While ad networks may use anti-fraud software, this is no guarantee that fraud is actually reduced to any degree for the same reason outlined above. If the software is effective, this will reduce the impression available, thus incentivizing the ad networks to use poor-quality software that gives the appearance of doing something without reducing their available impressions and hence their revenue.
Ad fraud example 👇
Google Ads labels ad fraud they detect on their network as “invalid clicks.”
Users can view this in their Google Ads account by adding the column to their standard campaign reports. In the example below, we pulled one our latest reports and can see that there was 15-20% of ad fraud in our campaigns. This is a normal campaign and this level of fraud is common from or experience.
Google does reimburse it’s users for these invalid clicks, but other networks often do not. Nor do they even show them to their users in this type of report.
Sample of Google Ads report of invalid/fraud clicks
Ad networks are not incentivized to stop fraud
It is very difficult to detect ad fraud and the most common method is to simply see if an ad campaign is performing poorly, such as a low click-thru rate or conversion rate.
Thus, advertising networks are incentivized financially to promote ad slots that have the “appearance” of quality.
Sites with poorer quality or suspected fraud may continue to be sold as long as they generate revenues and provide enough user response so as not to raise a flag by the advertiser. In simple terms, a 25% rate of bad clicks from bots or the like helps the ad networks inflate their impressions offer to clients without being high enough for the customer to see no ROI and pull their business.
Similarly, affiliate networks and affiliate program management services’ business model creates a conflict of interest. Large affiliate program networks usually calculate their fees as a percentage of affiliates’ total sales or paid commissions. These networks also have teams that work with the affiliates to increase their advertisers’ sales and commissions. Therefore the network and affiliate both benefit when more revenue is created, and commissions are pushed up. As a result, the ad network is effectively motivated to keep their clients spending high and ignore any fraud.
How to avoid their conflict of interest
If you are a marketer working with an ad network, this may be a little depressing. If the industry won’t reduce fraud, you can do little as one business.
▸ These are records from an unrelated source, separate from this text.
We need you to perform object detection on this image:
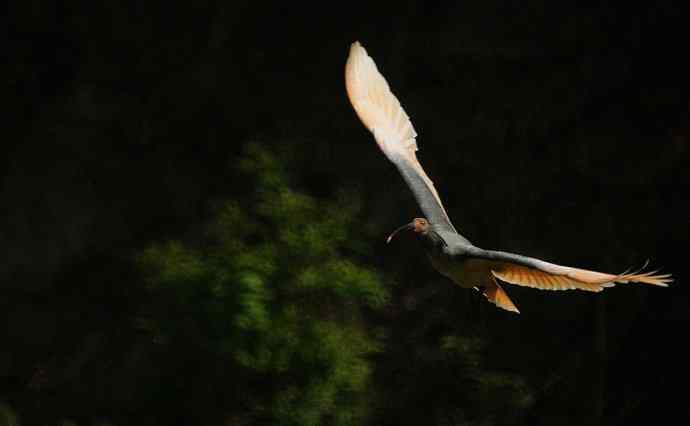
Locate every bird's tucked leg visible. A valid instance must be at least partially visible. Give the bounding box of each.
[481,276,520,314]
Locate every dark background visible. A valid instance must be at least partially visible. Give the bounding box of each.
[0,1,690,425]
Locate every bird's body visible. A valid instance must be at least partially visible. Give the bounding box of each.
[345,42,672,312]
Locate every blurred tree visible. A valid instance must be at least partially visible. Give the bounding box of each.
[133,145,387,425]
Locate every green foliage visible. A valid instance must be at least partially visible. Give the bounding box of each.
[134,145,387,425]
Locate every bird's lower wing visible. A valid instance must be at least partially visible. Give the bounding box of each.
[468,250,673,292]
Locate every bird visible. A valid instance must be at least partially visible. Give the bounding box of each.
[345,41,673,313]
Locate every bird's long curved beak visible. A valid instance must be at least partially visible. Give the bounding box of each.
[386,222,414,244]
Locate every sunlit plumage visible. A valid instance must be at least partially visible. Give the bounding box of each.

However, there are ways to mitigate its effects on your advertising budget and motivate your ad network to provide you with quality impressions. A few of these are:
- Buy ads based on sales or core conversion goals – Advertising networks will want to sell ads that provides low risk to them and, thus, push the responsibility of detecting fraud onto the advertiser. When possible, negotiate agreements with ad networks based on sales or conversion goals rather than those clicks or impressions.
- Use independent ad fraud detection software – Fraud Blocker help blocks click fraud 24/7 using sophisticated detection methods. By using an independent fraud prevent service it ensures there isn’t a conflict of interest between the ad buyer and seller. Learn more about Fraud Blocker’s features.
- Ask for pricing transparency from ad brokers – Always ask for transparency around mark-ups. Similar to how stock sellers boost prices on their trading spreads before selling shares, some agencies and networks pad their prices of CPCs and CPMs by as much as 50% without sharing that information with the buyer.